The Ungoverned Pandemic: Where No State Can Sign the Ceasefire
The WHO is begging warlords for a truce because the people it built its rulebook to negotiate with no longer control the ground.
A nameless man died in Kampala, far from his home. He was Congolese, probably, and had crossed a border, and, by the time the laboratory in Kinshasa confirmed the strain, a virus with no vaccine and no cure was already moving through three provinces. That was mid-May. The world responded the way it always does. It pretty much ignored it.
Then, on May 17, the Director-General of the World Health Organization declared a public health emergency of international concern, only the eighth such declaration since the framework was adopted in 2005. It was meant as a summons to governments. The trouble is the place it concerns no longer has one.
THE EMERGENCY WAS DECLARED TO A STATE THAT DOES NOT GOVERN THE GROUND
The outbreak began in Mongbwalu, a gold-mining town in Ituri, and spread fast through North and South Kivu. By May 27, the Congolese health ministry counted more than 1,200 suspected cases and over 260 deaths. The Bundibugyo strain kills between a quarter and half of those it infects. Many remain nameless. Unidentified.
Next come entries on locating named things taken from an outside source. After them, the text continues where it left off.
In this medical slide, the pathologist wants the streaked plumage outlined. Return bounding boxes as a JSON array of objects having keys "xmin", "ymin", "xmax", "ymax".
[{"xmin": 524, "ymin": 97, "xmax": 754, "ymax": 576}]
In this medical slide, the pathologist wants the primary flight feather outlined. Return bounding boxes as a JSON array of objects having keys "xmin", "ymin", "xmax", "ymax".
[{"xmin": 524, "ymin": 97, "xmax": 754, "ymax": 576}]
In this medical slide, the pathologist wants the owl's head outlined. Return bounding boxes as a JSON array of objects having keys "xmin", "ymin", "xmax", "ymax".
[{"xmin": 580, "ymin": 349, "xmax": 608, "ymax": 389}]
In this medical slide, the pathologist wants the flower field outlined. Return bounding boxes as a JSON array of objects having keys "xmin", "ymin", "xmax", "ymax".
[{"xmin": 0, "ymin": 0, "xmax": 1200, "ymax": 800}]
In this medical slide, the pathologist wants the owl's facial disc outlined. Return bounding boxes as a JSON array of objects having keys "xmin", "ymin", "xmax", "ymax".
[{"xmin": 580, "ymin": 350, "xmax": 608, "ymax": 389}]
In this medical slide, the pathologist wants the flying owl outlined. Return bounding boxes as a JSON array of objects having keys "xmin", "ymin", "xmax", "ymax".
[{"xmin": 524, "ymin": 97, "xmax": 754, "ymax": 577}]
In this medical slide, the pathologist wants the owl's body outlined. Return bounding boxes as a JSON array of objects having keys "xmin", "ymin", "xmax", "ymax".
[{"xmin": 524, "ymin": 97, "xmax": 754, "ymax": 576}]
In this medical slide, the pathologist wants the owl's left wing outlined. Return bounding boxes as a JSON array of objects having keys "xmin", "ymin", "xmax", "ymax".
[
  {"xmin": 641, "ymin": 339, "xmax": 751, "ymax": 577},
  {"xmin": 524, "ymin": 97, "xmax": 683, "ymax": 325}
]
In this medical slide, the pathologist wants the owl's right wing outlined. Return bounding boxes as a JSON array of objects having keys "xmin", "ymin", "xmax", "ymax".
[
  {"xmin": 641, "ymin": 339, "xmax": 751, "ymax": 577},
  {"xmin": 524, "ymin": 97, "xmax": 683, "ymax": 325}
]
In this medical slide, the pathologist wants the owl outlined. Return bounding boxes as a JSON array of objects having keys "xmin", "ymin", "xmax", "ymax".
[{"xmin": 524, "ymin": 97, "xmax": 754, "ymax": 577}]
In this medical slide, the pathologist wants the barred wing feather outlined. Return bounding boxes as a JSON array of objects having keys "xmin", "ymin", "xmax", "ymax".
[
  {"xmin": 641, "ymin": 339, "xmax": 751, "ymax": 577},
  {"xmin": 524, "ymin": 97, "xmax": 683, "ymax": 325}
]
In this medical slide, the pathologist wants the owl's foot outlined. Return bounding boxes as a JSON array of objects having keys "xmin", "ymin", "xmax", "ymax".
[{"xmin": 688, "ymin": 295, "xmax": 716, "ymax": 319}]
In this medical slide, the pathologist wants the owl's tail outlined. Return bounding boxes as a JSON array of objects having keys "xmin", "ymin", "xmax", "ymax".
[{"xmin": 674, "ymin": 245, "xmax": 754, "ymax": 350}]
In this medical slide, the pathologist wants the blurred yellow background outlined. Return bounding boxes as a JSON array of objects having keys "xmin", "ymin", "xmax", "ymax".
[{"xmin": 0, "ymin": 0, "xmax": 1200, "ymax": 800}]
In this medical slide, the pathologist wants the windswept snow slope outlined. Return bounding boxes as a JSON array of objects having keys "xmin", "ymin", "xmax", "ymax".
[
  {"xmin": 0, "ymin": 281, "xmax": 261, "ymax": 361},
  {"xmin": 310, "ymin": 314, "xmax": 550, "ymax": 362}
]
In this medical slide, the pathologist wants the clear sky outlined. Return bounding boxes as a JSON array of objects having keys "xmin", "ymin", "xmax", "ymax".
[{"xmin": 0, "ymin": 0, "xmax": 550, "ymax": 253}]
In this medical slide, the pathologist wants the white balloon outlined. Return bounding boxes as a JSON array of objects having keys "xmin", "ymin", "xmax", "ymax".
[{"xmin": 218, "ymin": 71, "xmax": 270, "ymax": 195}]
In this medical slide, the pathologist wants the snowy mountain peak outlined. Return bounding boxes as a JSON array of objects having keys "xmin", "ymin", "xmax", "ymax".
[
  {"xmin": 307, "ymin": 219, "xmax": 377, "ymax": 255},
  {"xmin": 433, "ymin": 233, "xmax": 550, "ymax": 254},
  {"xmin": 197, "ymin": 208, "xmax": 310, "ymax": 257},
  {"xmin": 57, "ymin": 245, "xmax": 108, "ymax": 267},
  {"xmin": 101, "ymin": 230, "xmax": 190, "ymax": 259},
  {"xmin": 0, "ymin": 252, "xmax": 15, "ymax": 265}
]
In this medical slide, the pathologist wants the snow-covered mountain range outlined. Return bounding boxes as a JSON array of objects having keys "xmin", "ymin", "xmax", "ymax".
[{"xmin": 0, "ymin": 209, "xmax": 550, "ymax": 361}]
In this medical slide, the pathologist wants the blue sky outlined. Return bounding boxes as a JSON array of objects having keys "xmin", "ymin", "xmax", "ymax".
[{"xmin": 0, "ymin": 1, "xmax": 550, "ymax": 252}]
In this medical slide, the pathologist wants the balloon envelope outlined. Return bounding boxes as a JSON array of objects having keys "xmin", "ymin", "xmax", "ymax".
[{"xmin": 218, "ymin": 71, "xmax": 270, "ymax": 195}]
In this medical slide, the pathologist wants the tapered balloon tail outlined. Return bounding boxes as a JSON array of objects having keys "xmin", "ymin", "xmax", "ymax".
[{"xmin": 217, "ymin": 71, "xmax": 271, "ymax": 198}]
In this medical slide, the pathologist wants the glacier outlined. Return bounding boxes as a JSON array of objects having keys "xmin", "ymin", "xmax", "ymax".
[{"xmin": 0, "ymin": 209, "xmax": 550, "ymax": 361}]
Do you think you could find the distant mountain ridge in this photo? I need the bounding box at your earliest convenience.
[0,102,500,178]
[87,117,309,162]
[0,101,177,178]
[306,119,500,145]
Large stretches of that territory answer to no recognized authority. North Kivu has been under M23 occupationsince January 2025, the Rwanda-backed group running a parallel administration from Goma. The Allied Democratic Forces and CODECO militias hold much of the rest. The Congolese state appears on the map and in Geneva. It does not appear on the road to the treatment centers.
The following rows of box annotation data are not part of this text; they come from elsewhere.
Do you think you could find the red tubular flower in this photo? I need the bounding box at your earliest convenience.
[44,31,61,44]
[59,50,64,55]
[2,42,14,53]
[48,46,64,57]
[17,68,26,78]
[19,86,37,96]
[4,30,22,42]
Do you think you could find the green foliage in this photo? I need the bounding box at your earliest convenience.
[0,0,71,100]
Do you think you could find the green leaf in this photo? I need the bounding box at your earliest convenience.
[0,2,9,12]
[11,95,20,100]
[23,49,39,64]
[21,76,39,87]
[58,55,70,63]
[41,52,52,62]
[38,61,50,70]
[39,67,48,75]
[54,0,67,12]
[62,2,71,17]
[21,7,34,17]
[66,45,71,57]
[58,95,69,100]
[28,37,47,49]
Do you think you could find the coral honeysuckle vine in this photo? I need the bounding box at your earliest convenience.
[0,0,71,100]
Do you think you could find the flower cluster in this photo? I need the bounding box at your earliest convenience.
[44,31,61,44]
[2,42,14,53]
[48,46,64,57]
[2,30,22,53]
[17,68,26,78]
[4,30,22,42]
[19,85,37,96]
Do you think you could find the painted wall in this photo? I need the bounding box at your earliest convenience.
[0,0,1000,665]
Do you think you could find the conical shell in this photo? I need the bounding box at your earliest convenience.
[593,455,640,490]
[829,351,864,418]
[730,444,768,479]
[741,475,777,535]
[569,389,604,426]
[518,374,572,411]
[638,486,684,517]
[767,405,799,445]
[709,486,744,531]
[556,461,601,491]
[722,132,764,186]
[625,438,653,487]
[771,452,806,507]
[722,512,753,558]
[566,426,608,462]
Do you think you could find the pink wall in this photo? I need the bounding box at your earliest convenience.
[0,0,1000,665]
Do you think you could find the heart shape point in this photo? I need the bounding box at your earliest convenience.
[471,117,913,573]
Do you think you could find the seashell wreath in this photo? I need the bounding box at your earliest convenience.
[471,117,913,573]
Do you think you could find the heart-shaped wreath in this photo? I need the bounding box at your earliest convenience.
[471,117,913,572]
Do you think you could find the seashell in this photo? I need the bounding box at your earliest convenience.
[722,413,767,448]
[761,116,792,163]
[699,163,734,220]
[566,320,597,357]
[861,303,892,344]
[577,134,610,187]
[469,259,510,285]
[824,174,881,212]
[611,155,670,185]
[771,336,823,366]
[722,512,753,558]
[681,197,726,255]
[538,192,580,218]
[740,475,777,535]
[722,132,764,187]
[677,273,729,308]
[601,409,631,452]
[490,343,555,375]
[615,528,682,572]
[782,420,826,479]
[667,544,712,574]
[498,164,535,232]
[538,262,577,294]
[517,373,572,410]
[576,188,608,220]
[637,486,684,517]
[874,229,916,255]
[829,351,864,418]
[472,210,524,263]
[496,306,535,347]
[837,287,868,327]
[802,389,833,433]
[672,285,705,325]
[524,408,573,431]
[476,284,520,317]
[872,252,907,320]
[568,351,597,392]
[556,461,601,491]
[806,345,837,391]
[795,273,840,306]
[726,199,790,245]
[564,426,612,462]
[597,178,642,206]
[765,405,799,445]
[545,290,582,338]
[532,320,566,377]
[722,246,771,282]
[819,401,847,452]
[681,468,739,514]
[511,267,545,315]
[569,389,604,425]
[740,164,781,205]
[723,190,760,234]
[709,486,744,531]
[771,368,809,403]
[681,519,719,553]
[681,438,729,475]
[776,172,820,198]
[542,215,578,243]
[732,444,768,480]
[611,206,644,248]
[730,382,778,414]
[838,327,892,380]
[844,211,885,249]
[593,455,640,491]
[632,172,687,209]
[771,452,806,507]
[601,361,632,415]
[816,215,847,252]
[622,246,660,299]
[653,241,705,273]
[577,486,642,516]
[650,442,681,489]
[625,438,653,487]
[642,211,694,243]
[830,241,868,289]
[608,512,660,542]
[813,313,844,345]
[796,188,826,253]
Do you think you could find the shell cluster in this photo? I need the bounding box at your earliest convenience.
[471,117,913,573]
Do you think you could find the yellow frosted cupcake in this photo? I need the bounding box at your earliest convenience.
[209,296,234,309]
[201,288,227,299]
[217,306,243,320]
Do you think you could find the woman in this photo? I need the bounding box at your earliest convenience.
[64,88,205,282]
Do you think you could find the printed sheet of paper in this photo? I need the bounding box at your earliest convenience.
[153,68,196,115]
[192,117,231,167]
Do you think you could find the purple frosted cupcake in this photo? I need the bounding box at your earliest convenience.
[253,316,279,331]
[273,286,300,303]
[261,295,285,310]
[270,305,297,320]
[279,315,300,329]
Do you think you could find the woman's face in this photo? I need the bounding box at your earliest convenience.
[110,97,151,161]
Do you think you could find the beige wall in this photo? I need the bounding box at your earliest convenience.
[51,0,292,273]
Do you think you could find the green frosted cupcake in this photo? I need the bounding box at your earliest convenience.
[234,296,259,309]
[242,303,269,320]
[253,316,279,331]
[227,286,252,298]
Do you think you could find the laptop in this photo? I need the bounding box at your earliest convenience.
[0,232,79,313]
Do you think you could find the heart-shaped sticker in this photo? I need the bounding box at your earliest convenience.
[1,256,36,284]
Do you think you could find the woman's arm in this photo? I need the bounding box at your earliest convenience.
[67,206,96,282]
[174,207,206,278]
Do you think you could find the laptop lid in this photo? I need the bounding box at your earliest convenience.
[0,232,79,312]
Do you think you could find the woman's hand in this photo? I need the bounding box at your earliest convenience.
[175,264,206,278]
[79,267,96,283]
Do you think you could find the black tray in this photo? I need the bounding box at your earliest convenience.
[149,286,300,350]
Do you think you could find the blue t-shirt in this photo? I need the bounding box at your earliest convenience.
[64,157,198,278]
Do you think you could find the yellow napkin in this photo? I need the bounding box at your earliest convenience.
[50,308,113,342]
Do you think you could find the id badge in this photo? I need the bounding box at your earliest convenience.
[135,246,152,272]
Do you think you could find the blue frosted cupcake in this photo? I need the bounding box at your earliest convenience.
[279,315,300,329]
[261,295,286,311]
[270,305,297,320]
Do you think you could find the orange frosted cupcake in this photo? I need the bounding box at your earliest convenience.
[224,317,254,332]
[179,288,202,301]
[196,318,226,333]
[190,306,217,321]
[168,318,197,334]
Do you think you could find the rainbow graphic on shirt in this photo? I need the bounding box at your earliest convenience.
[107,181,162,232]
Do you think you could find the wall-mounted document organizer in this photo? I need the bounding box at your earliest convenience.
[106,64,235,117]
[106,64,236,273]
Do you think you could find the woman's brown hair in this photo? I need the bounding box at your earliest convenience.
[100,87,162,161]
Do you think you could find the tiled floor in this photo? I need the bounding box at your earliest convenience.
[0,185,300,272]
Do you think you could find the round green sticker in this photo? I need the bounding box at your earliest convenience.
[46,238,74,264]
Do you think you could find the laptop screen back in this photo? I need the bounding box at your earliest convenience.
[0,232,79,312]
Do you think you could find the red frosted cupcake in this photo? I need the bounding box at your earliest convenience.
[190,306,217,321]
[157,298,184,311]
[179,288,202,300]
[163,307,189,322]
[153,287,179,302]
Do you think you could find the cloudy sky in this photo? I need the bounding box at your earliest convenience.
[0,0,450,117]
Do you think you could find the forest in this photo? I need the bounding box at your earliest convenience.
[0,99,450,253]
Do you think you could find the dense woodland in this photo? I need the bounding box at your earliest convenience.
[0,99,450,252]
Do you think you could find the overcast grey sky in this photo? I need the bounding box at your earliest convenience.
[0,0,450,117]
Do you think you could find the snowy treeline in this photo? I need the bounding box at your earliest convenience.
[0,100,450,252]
So Tedros Adhanom Ghebreyesus did the only thing the architecture left him. He appealed to the fighters. “We cannot build community trust or isolate the sick while bombs are falling,” he wrote, urging all warring parties toward a ceasefire. A health bureaucracy was negotiating with warlords for permission to do medicine.
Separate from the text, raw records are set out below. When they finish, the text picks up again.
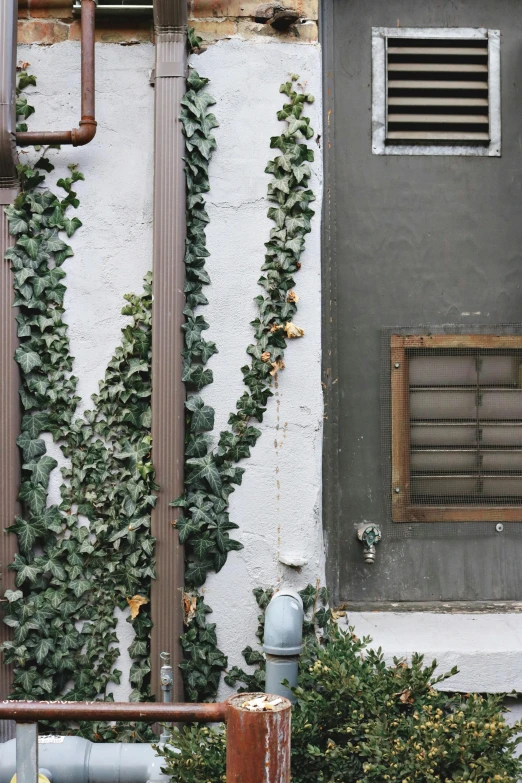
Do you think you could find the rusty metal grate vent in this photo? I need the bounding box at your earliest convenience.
[391,335,522,521]
[386,38,490,144]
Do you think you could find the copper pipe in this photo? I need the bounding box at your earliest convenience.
[16,0,97,147]
[0,701,227,723]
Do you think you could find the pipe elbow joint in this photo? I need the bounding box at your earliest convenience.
[263,590,304,657]
[72,118,98,147]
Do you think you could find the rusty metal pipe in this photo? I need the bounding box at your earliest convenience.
[16,0,97,147]
[227,693,292,783]
[0,701,227,723]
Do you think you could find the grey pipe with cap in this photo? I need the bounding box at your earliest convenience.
[263,590,304,702]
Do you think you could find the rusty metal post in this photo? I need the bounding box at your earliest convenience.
[227,693,292,783]
[16,723,38,783]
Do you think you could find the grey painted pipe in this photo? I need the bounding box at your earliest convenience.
[0,737,169,783]
[263,590,304,702]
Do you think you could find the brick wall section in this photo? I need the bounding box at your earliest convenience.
[189,0,319,43]
[18,0,153,46]
[18,0,318,46]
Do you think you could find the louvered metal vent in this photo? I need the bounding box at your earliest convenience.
[386,38,490,144]
[372,27,501,157]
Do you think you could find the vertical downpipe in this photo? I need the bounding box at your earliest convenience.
[151,0,187,701]
[0,0,20,728]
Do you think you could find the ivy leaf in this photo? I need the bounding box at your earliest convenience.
[9,554,40,586]
[34,639,54,664]
[69,579,91,598]
[175,517,199,544]
[16,432,46,461]
[190,405,214,432]
[22,412,49,440]
[19,481,47,515]
[185,560,208,587]
[22,455,58,487]
[6,517,44,552]
[185,434,209,457]
[63,217,83,237]
[15,346,42,375]
[17,235,40,261]
[4,590,24,604]
[187,454,222,495]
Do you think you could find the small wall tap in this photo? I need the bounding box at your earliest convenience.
[357,522,382,565]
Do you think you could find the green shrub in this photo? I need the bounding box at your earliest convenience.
[155,624,522,783]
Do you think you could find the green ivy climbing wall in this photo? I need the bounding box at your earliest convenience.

THE RULEBOOK ASSUMES A GOVERNMENT TO CALL, AND THERE IS NO ONE TO CALL
This is the part media coverage seems to be missing. The international health system is built on the Westphalian premise that every territory has a sovereign you can pressure, fund, or shame into cooperation. The International Health Regulations issue “temporary recommendations to State Parties.” They presume a state party exists on the ground. In eastern Congo, the recommendations arrive addressed to a government that the recipients shot at last week.
The conventional read, advanced this month by Foreign Policy and others, is that the next pandemic will come from a conflict zone because war breeds disease. True, and incomplete. The deeper failure is jurisdictional. Disease in a conflict zone is not merely harder to fight. It sits beyond the reach of the only instrument the system owns, which is leverage over states.
Consider what containment actually requires. Roads, guards, cold chains, the trust of the sick, and a contact-tracing network. Every one of those is a political good, and in eastern Congo every one is rationed by whoever holds the checkpoint. The M23 administration decides which trucks reach Goma. Medicine does not float above the war. It waits at the roadblock.
WE HAVE RUN THIS EXPERIMENT BEFORE AND LEARNED TO CALL THE RESULT AN EXCEPTION
None of this is new. During the 2018 to 2020 North Kivu outbreak, responders logged more than 400 attacks on health facilities and workers, and screening repeatedly collapsed among displaced populations who saw safe burials and contact tracing as an arm of a government they did not trust. The lessons were documented. They were also, demonstrably, not learned.
The reason is uncomfortable. Learning would mean admitting that medical tools cannot solve a political problem, and that the elegant machinery of global health was designed for a world of functioning states that is contracting. Mpox took hold here in 2023 for the same reason. The institutions treat each instance as an aberration because the alternative is to concede the model itself is obsolete in any place the writ of the state has lapsed.
A PHEIC unlocks money and attention. What it cannot unlock is a corridor. Nearly 10 million people across the eastern provinces face acute hunger, the population that scatters into overcrowded camps the moment fighting flares, taking the virus with them. You cannot trace contacts who are running for their lives across a front line.
THE CLOSING RESERVOIR IS NOT A FAILED STATE BUT A CATEGORY THE MAP CANNOT NAME
So the borders close instead. Rwanda and Uganda have sealed their crossings, Canada has barred entry from three countries for 90 days, and the World Cup hosts have stood up a joint surveillance protocol. These are the reflexes of a system that can act on the periphery of an ungoverned space but cannot enter it. The wall goes up around the reservoir, and the reservoir keeps filling.
The Bundibugyo outbreak is being filed as a tragic collision of disease and war. It is better understood as a preview. As state authority erodes in more places, under the pressure of conflict, climate, and resource scramble, the gap the WHO is staring at in Ituri will open elsewhere. The institution will keep declaring emergencies to governments. The pathogens will keep emerging from the ground no government holds.
Tedros flew to Congo on May 28 to make his plea in person. He went to ask men who profit from chaos to pause it for the sake of a public health they have no stake in.